No entanto, muitas pesquisas acadêmicas, evidências de falhas de executivos de alta performance e experiências pessoais demonstram que as condições, sim, importam: pessoas com demandas similares são bem-sucedidas em uma situação e falham em outras. Estudos sobre analistas do mercado de ações, por exemplo, mostram que eles podem ter sua performance reduzida em aproximadamente 20% quando mudam de uma empresa para outra e, para atingirem os níveis de performance anteriores, levam até cinco anos de adaptação ao novo contexto.
Apesar da importância do contexto para o sucesso dos executivos em suas empreitadas, esse aspecto continua a não receber adequada atenção. E o cenário (pós)Covid-19 não parece ser muito diferente, só nos levou para outro lado do pêndulo: da insensibilidade contextual à hipersensibilidade contextual. Mais precisamente, sem saber como será a aparência do novo normal e/ou por que o que encontraremos do outro lado será diferente do normal dos últimos anos, já foi instituída a ideia de que precisamos de novas lideranças.
Portanto, com o intuito deste artigo, quero convidá-los a pensar comigo e de maneira integrada em duas direções. Uma focada em elementos do contexto e outra em implicações para o fenômeno da liderança.
Sobre o contexto, a pandemia global no seu papel de catalisador de acelerações está desencadeando uma nova e intensa onda de destruição criadora que, como Schumpeter descreve, está na essência da dinâmica do capitalismo. O surgimento de novas tecnologias como ondas, que aleatoriamente causam interrupções, disfunções e, no processo, criam novas empresas ou aumentam a eficiência das empresas existentes, por meio de ganhos na produtividade do capital e do trabalho, em última análise beneficia milhares de pessoas.
Ao mesmo tempo que no cenário atual já foram destruídos milhões de empregos e trabalhadores estão procurando governos, corporações ou inclusive uma atividade por conta própria que os “salve”, existem fatores críticos nesta conjuntura que podem resultar numa onda de investimentos de capital e reativar a economia, gerando prosperidade, empregos, renda, além do estabelecimento de um novo paradigma. Quais são esses principais fatores?
– Um número crescente de pessoas tem acesso à conectividade de rede, dispositivos digitais com os quais fazemos interface e o software que os alimenta. Este vasto ecossistema de tecnologia permitiu-nos colaborar perfeitamente em projetos, organizar fluxos de trabalho, pensar, construir, comprar, vender, gerenciar, inovar, resolver e enviar, mesmo quando todos estavam presos em casa. Não apenas este ecossistema mostrou-se resistente, mas novos investimentos nomeadamente em redes 5G visam aumentar significativamente as velocidades de download para clientes e adicionar largura de banda adicional significativa às redes para acomodar mais usuários, mais dispositivos e mais uso de dados que são essenciais na nova economia do distanciamento físico.
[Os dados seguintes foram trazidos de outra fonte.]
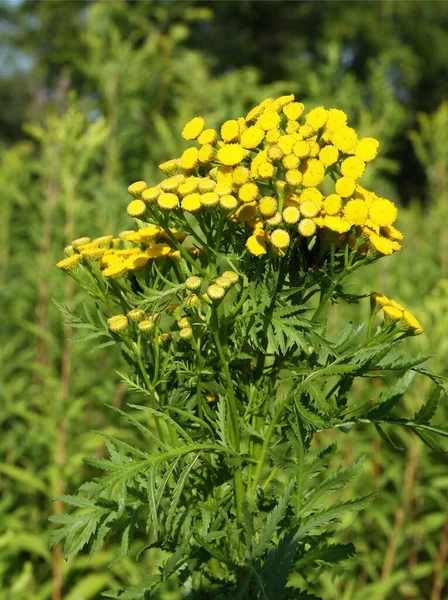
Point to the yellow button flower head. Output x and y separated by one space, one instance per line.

– Cada vez mais organizações e pessoas estão com um poder de computação ilimitado por causa do cloud. Durante a pandemia, os serviços em nuvem permitiram que as empresas funcionassem mesmo quando os funcionários não conseguiam voltar ao trabalho. Por meio de um dispositivo habilitado para internet ou wi-fi, uma conexão sem fio, provavelmente uma VPN apenas por segurança, pudemos acessar informações da empresa, arquivos e outros dados essenciais aos negócios diretamente de casa. Mais amplamente, a computação em nuvem que era conhecida principalmente por injetar eficiência, otimizar a infraestrutura e cortar custos, está reduzindo as barreiras à entrada, permitindo que novos modelos de negócios sejam desenvolvidos e lançados em semanas e reduzindo drasticamente a vida útil da vantagem competitiva e dos modelos de negócio existentes.
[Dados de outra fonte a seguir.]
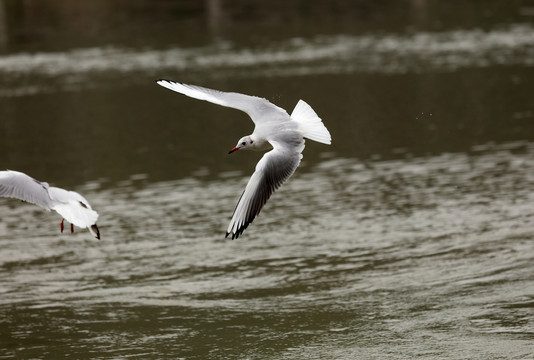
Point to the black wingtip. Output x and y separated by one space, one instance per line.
95 231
– Um número crescente de organizações e pessoas tem acesso a um financiamento barato e farto – um ponto fundamental para Schumpeter que permite a uma onda de empreendedores não-inovadores investir recursos para emular os novos bens e serviços criados. (Esse ponto é menos verdade no Brasil, contudo, onde o alto endividamento governamental excluiu o investimento privado.)
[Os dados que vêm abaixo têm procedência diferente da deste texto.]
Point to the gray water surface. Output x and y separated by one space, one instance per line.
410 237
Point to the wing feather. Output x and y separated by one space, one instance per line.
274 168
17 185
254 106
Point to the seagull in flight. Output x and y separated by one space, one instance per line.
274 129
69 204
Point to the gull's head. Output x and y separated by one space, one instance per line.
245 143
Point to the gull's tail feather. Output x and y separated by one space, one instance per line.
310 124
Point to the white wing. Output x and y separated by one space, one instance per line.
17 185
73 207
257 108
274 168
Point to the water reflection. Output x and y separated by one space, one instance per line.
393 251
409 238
– Os desafios sociais de hoje são numerosos, complexos e urgentes, desde o envelhecimento das sociedades, desigualdades econômicas, melhor educação, mudanças climáticas, até à eficiência energética e segurança. Ao mesmo tempo, eles têm um forte efeito de mobilização e existem oportunidades de negócios e sinergias a serem exploradas para uma melhor integração dos desafios sociais no centro das atividades de ciência, tecnologia e inovação.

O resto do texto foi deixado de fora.